20 May 2026 — 4 min read

Testing effectful Haskell code is where the language's type system earns its reputation. By abstracting over effects — whether through MTL typeclasses or algebraic effect systems like Polysemy — you can run production code with a pure test interpreter. No mocking frameworks, no monkey-patching, just different interpreters for different environments.

The Core Strategy

In Haskell, you make code testable by parameterizing over capabilities rather than hard-coding IO. A function that reads from a database shouldn't take a Connection — it should work over any monad that provides the MonadDatabase capability. In tests, that monad is a pure State-based interpreter.
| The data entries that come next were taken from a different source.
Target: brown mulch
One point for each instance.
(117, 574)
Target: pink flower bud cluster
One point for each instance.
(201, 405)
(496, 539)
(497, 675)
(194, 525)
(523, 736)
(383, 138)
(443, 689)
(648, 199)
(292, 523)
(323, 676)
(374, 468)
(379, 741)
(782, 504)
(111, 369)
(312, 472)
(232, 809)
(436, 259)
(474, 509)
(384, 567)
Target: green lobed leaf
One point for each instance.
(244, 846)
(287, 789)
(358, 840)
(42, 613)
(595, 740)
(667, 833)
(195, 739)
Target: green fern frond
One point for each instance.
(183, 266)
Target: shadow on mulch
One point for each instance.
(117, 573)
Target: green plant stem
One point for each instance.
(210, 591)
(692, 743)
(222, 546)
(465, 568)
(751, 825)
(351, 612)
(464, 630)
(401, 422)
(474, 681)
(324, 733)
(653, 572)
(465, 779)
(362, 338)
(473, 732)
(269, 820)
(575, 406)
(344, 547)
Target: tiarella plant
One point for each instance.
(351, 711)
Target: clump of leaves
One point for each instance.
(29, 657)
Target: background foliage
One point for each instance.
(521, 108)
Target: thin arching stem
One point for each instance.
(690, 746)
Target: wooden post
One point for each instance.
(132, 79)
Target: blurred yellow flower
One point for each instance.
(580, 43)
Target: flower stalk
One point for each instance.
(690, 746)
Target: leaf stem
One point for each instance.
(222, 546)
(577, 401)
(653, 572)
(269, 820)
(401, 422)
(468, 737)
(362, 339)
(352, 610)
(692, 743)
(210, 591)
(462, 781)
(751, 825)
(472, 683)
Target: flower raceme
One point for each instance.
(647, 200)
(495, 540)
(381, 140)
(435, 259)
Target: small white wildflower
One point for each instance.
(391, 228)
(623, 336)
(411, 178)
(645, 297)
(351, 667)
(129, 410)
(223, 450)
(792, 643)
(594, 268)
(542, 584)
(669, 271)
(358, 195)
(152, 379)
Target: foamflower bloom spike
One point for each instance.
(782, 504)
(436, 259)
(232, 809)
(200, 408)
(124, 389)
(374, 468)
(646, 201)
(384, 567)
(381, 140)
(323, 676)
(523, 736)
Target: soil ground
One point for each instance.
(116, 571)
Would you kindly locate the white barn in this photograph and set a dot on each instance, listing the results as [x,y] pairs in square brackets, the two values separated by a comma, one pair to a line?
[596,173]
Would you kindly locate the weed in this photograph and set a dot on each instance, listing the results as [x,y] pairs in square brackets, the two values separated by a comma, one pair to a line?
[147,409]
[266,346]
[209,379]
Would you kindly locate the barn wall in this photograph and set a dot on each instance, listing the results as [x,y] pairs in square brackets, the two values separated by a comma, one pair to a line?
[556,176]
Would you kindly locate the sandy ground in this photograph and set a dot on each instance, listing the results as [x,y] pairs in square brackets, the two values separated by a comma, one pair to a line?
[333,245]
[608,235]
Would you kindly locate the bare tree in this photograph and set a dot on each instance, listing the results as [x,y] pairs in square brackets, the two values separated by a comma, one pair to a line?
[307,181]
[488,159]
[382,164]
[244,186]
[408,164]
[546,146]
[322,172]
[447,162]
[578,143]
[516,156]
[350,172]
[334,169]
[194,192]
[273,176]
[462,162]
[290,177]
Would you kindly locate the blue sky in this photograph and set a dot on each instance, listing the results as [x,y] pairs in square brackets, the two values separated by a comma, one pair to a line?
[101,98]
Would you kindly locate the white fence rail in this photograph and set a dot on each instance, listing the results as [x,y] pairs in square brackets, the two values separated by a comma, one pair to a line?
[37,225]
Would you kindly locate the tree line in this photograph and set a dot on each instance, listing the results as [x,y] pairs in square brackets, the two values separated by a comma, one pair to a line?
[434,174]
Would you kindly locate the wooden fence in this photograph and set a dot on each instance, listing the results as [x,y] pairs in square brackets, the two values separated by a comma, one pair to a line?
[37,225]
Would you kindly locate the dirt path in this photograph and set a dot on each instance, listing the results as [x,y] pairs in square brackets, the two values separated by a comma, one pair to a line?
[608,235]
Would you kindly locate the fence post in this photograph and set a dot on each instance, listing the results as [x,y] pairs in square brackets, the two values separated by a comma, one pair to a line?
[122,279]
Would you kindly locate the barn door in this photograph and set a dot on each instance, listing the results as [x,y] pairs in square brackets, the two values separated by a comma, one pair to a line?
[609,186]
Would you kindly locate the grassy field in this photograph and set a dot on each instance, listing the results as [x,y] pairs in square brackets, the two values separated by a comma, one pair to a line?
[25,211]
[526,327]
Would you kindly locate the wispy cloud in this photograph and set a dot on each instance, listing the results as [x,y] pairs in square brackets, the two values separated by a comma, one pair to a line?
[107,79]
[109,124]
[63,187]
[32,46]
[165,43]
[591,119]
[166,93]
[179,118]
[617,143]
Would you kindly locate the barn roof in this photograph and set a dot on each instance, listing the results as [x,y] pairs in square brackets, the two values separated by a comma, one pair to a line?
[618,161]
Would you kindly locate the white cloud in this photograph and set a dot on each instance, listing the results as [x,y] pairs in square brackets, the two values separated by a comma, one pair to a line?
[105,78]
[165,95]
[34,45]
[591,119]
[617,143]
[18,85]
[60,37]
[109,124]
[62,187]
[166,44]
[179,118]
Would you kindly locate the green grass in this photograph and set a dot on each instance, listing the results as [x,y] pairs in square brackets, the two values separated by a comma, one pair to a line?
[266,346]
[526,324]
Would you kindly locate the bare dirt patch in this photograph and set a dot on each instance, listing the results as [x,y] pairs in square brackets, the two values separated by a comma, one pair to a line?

In production, it's the real database.

MTL-Style: Typeclasses for Effects

Define capabilities as typeclasses:

{-# LANGUAGE FlexibleContexts #-}

class Monad m => MonadUserRepo m where
    findUser  :: UserId -> m (Maybe User)
    saveUser  :: User -> m ()
    listUsers :: m [User]

class Monad m => MonadEmailService m where
    sendEmail :: EmailAddress -> Subject -> Body -> m ()

class Monad m => MonadLogger m where
    logInfo :: Text -> m ()
    logError :: Text -> m ()

Business logic uses these constraints:

registerUser
    :: (MonadUserRepo m, MonadEmailService m, MonadLogger m)
    => RegistrationRequest
    -> m (Either RegistrationError User)
registerUser req = do
    logInfo $ "Registering: " <> email req
    existing <- findUser (userId req)
    case existing of
        Just _ -> do
            logError "Duplicate email"
            return $ Left DuplicateEmail
        Nothing -> do
            let user = makeUser req
            saveUser user
            sendEmail (email req) "Welcome!" (welcomeBody user)
            return $ Right user

This function is entirely pure — it has no IO in sight, only constraints.

Production Interpreter

newtype AppM a = AppM { runAppM :: ReaderT AppEnv IO a }
    deriving (Functor, Applicative, Monad, MonadIO, MonadReader AppEnv)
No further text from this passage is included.